Artist masks, guises and constructed worlds
Libby Bove, Holland Otik, Dik Downey, Noah Sharp, Buoys Buoys Buoys, David Snoo Wilson
Across many cultures, the mask is used as a tool for change. To wear a mask is to step into another role, another presence, or another way of being. The mask allows the wearer to become something else, not only in appearance, but in movement, voice, and behaviour.
A mask can act as a form of protection, creating distance between the wearer and the world. At the same time, it allows the wearer to act without being recognised. In European carnival traditions, for example, masks were used to temporarily reverse social roles. The hidden face made it possible for people to speak and behave in ways that would normally be forbidden. The mask created a space where different rules applied.
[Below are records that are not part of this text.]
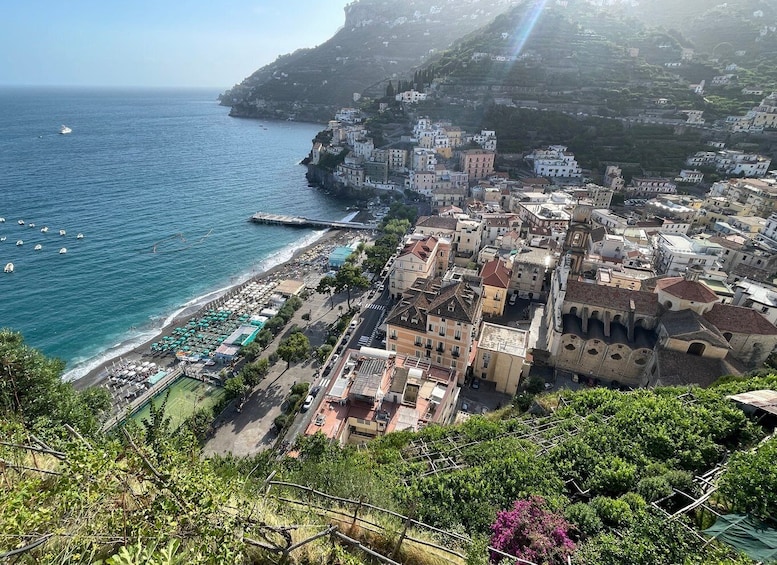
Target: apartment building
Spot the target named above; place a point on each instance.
(436, 321)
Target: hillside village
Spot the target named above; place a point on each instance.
(539, 275)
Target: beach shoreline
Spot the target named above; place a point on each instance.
(287, 269)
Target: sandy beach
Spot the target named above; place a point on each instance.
(294, 268)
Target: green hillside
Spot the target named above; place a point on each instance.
(609, 468)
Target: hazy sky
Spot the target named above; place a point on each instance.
(213, 43)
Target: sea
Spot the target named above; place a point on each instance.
(161, 184)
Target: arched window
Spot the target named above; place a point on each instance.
(696, 348)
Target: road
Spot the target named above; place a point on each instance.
(371, 314)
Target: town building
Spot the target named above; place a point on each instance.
(477, 163)
(496, 282)
(421, 257)
(502, 357)
(556, 162)
(436, 321)
(374, 392)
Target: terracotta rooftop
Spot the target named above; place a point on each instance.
(686, 290)
(438, 222)
(612, 297)
(421, 248)
(738, 319)
(495, 273)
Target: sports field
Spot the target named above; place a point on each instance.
(186, 396)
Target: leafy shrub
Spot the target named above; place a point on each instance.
(584, 519)
(613, 513)
(530, 531)
(654, 488)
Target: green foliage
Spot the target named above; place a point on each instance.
(251, 351)
(31, 387)
(235, 387)
(294, 348)
(750, 481)
(584, 519)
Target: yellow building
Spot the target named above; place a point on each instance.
(501, 357)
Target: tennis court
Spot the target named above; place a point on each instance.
(186, 396)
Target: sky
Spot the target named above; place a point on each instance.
(155, 43)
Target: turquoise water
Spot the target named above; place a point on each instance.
(161, 184)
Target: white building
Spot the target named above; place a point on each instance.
(676, 252)
(555, 161)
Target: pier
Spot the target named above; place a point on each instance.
(300, 222)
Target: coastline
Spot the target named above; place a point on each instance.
(285, 269)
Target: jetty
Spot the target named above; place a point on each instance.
(301, 222)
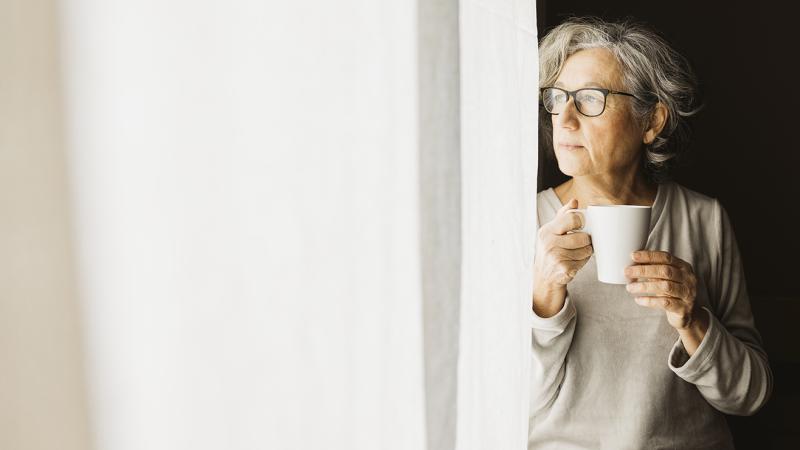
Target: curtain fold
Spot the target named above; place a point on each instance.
(303, 226)
(499, 107)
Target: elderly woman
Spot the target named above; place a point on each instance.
(654, 363)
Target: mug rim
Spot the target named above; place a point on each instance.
(619, 206)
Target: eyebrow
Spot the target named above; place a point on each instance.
(587, 84)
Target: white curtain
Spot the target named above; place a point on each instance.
(303, 225)
(499, 107)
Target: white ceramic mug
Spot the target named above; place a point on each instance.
(616, 231)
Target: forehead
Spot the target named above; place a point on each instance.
(594, 67)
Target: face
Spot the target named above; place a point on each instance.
(608, 144)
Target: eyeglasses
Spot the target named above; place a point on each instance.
(590, 102)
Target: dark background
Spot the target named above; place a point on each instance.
(744, 153)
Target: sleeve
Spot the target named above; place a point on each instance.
(551, 339)
(730, 367)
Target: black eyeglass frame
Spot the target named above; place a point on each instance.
(605, 92)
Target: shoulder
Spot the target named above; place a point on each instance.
(698, 206)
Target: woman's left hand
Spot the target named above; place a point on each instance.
(671, 286)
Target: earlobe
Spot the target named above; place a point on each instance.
(657, 122)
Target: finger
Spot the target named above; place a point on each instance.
(566, 221)
(576, 254)
(655, 271)
(659, 288)
(669, 304)
(657, 257)
(572, 240)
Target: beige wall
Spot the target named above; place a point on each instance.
(42, 386)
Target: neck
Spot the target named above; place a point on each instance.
(632, 189)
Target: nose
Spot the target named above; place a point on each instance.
(569, 116)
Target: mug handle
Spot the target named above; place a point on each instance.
(586, 228)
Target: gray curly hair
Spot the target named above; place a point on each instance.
(652, 71)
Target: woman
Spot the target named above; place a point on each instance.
(654, 363)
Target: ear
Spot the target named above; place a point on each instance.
(657, 121)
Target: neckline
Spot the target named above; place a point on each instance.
(557, 202)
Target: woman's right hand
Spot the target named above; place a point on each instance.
(559, 257)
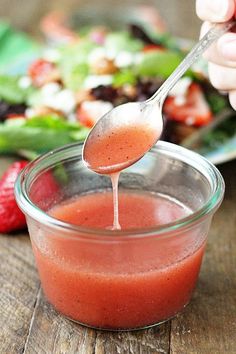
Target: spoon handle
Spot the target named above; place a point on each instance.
(213, 34)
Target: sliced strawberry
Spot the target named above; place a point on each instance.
(193, 111)
(89, 112)
(11, 217)
(41, 71)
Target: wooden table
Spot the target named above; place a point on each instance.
(28, 324)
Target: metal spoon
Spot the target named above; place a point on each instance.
(147, 114)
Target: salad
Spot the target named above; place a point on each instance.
(59, 91)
Anthropologist Elizabeth Tonkin, describes masks not simply as objects, but as active agents. She argues that a mask does not only represent something, it helps to bring a different identity into being. The mask works through performance. It is completed by the body that wears it and by the social setting in which it appears. Meaning is created through use, not just through form.
In this exhibition, artists use masks as tools for world-building. The works move between sculpture and performance, object and action. These masks are not only to be looked at. They suggest other realms, other identities, and other ways of moving through space. Through masking, the artist and the wearer can step outside ordinary identity and enter a space where transformation is possible.
Here, the mask becomes a threshold: between self and other, seen and unseen, everyday and extraordinary.